Tuesday, November 25, 2008

Hitting by Position, 2008

Here is another mail-it-in annual post; this time I will look at offensive production by position, based on the data from baseball-reference.com. This is actually one of my favorite areas of inquiry, although the one-year data shouldn’t be overanalyzed.

First, here are the positional totals for 2008. “MLB” is the overall total for MLB, which is not the same as the sum of all the positions here, as pinch-hitters and runners are not included in those. “POS” is the MLB totals minus the pitcher totals, yielding the composite performance by non-pitchers. “PADJ” is the position adjustment, which is the position RG divided by the position (non-pitcher) average. “LPADJ” is the long-term positional adjustment that I used, based on 1992-2001 data. The rows “79” and “3D” are the combined corner outfield and 1B/DH totals, respectively:

Again, I don’t want to draw any conclusions from one-year of data, so I’ll let those figures speak for themselves.

Now, let’s take a look at the exciting and pivotal spectacle of pitcher batting. Here are the basic stats for the pitchers of each NL team. RAA is runs above the average pitcher, a RG of .35 according to the first chart. It should be noted that sacrifices, a major part of a pitcher’s batting responsibility, are not included in these figures in any way:

The Cubs’ pitchers were clearly the standouts, as they were the only ones that managed to crack Mendoza line, led in OBA, led by 60 points in SLG, and were 8 RAA ahead of their closest challenger, the Cardinals. Nonetheless, they still only created runs at 40% of the overall league average.

The Rockies bring up the rear at -8, which is even worse considering I did not apply a park adjustment to the pitcher figures.

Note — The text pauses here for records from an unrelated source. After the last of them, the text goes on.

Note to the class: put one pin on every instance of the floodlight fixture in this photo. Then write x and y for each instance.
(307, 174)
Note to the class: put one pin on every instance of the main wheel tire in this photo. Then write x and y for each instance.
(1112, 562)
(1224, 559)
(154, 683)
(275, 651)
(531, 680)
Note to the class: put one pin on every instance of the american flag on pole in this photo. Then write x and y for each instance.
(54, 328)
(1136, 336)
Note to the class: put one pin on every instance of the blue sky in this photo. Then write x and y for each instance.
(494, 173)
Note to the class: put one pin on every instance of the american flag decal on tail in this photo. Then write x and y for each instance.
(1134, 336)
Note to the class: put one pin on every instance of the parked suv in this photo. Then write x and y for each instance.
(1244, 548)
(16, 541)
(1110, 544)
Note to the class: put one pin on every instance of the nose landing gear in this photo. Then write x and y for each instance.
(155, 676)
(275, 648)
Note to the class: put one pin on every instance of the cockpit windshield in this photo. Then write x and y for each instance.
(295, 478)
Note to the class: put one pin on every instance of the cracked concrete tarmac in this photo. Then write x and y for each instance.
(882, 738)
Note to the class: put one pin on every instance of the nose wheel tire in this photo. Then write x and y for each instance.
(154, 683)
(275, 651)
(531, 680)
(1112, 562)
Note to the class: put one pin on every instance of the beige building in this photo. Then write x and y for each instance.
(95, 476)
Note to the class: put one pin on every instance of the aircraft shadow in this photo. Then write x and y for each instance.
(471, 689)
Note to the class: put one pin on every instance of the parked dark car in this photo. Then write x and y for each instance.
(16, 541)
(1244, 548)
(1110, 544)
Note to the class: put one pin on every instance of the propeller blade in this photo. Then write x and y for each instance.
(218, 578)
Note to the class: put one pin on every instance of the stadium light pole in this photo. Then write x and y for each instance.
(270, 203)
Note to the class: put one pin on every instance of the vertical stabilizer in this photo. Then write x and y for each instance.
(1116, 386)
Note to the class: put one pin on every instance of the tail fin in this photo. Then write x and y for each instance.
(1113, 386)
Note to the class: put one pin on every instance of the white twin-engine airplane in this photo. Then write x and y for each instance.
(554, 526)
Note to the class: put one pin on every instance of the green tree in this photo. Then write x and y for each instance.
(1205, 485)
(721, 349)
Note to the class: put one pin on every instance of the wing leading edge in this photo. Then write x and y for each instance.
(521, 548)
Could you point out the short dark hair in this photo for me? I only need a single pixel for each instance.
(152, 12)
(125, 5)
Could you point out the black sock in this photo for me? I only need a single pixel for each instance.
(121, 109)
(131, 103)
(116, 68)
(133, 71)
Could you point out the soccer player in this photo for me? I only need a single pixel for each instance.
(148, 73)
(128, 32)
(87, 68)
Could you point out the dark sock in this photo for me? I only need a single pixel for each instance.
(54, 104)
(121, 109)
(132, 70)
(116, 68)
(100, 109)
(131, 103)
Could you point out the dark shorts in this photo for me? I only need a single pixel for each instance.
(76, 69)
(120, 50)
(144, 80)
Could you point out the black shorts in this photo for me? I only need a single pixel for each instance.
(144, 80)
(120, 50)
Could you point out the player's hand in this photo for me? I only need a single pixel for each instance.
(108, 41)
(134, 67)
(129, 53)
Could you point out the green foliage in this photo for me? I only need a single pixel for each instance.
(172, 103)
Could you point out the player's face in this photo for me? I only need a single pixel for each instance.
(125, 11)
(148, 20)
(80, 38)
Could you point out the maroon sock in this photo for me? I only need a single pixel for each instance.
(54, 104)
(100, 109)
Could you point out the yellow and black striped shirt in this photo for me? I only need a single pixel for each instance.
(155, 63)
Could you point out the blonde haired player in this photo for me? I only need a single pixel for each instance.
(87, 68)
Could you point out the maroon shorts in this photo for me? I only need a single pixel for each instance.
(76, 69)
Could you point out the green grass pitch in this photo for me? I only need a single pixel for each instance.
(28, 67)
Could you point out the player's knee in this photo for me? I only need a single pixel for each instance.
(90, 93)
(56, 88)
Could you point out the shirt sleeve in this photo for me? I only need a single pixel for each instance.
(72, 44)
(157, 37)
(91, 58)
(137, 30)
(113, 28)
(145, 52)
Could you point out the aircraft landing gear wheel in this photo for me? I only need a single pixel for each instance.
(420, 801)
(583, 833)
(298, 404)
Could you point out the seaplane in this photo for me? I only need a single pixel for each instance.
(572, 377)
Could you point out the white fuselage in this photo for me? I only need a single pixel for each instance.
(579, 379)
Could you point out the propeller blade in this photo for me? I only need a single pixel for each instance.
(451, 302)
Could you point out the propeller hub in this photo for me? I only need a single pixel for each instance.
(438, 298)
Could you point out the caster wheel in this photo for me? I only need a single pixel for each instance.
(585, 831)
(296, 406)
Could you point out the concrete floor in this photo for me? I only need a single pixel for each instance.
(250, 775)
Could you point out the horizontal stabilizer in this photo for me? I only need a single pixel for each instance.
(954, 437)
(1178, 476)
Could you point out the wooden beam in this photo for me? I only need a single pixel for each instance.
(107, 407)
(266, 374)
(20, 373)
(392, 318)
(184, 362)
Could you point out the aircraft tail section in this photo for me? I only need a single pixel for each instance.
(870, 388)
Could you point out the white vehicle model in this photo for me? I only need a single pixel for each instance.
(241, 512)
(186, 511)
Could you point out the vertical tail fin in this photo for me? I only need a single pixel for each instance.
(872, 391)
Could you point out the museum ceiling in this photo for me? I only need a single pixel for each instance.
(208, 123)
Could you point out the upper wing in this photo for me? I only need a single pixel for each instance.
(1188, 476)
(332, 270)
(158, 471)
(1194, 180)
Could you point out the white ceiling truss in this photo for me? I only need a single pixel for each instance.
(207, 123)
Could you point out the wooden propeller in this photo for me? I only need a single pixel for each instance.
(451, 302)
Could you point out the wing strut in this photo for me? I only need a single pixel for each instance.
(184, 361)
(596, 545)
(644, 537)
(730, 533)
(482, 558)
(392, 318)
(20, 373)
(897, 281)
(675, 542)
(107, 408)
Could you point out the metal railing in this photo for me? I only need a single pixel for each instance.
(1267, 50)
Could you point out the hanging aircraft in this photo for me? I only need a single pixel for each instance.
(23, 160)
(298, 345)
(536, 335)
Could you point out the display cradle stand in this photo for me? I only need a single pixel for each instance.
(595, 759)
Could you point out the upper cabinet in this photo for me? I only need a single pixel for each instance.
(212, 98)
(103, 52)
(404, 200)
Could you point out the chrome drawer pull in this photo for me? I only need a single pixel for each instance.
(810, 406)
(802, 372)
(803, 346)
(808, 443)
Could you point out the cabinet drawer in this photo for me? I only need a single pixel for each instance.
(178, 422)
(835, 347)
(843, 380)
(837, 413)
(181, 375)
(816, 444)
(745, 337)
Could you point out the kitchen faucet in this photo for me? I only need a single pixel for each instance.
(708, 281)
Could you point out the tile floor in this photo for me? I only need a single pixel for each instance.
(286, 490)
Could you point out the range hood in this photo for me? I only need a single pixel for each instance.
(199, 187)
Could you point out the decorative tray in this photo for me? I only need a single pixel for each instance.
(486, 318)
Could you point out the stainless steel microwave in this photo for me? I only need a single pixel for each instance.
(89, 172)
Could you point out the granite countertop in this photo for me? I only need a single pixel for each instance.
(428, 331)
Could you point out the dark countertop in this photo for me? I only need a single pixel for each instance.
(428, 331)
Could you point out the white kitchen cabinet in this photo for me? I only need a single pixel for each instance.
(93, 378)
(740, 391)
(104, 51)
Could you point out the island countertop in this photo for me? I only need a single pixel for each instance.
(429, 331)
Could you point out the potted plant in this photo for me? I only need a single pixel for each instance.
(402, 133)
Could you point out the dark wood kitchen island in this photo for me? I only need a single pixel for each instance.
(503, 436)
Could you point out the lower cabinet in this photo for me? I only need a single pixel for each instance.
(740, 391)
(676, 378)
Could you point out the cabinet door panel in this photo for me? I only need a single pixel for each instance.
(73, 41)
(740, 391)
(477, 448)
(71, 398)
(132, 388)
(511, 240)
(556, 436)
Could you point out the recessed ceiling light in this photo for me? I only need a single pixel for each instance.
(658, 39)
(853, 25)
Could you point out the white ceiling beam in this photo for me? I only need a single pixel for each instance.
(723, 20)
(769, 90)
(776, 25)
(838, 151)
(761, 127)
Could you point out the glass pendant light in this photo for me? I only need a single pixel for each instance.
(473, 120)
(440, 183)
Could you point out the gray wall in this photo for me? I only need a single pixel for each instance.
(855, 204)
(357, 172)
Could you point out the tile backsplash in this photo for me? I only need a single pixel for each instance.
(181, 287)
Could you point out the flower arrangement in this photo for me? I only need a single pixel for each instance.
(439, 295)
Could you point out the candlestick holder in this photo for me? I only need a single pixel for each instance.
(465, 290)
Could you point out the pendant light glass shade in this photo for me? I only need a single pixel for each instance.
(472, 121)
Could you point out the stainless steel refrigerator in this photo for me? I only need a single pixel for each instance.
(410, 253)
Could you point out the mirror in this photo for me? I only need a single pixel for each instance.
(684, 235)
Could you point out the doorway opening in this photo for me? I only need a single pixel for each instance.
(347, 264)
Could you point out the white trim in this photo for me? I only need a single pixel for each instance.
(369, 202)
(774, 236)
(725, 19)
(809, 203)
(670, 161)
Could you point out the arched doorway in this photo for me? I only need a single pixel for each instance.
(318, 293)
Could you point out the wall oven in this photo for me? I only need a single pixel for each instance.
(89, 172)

Last year, Toronto pitchers turned in an excellent 5.1 RG in their 21 PA. This year, in 16 PA, Blue Jay hurlers failed to reach base. The Twins were the most productive AL pitching staff, compiling a .316/.316/.368 line in 19 PA that compares favorably to that of their center fielder, Carlos Gomez (.258/.289/.360).

Now, let’s take a look at the worst hitting positions in the majors, as measured by RAA (compared to the overall MLB average for 2008 at the position, with left and right fields considered together, and with park adjustment). It’s more interesting to look at the worst than the best, as the best are easy to figure out--they are generally teams with a star player who plays all the time. It’s no surprise that St. Louis first baseman or Minnesota catchers hit well. So first, a simple list of the best positions, and then a table for the worst:


The Astros have the unfortunate distinction of two sinkholes, which is a good news, bad news situation. The bad news is obvious; the good news is that it shouldn’t be that hard to improve at those positions. You can see why Mariner fans were fed up with Jose Vidro and the other players in their DH; wonder why Washington has horrid production out of left despite Jim Bowden’s love of collecting candidates for the outfield corners (Dukes, Kearns, Pena); and see that one really bad position can be overcome (Angels).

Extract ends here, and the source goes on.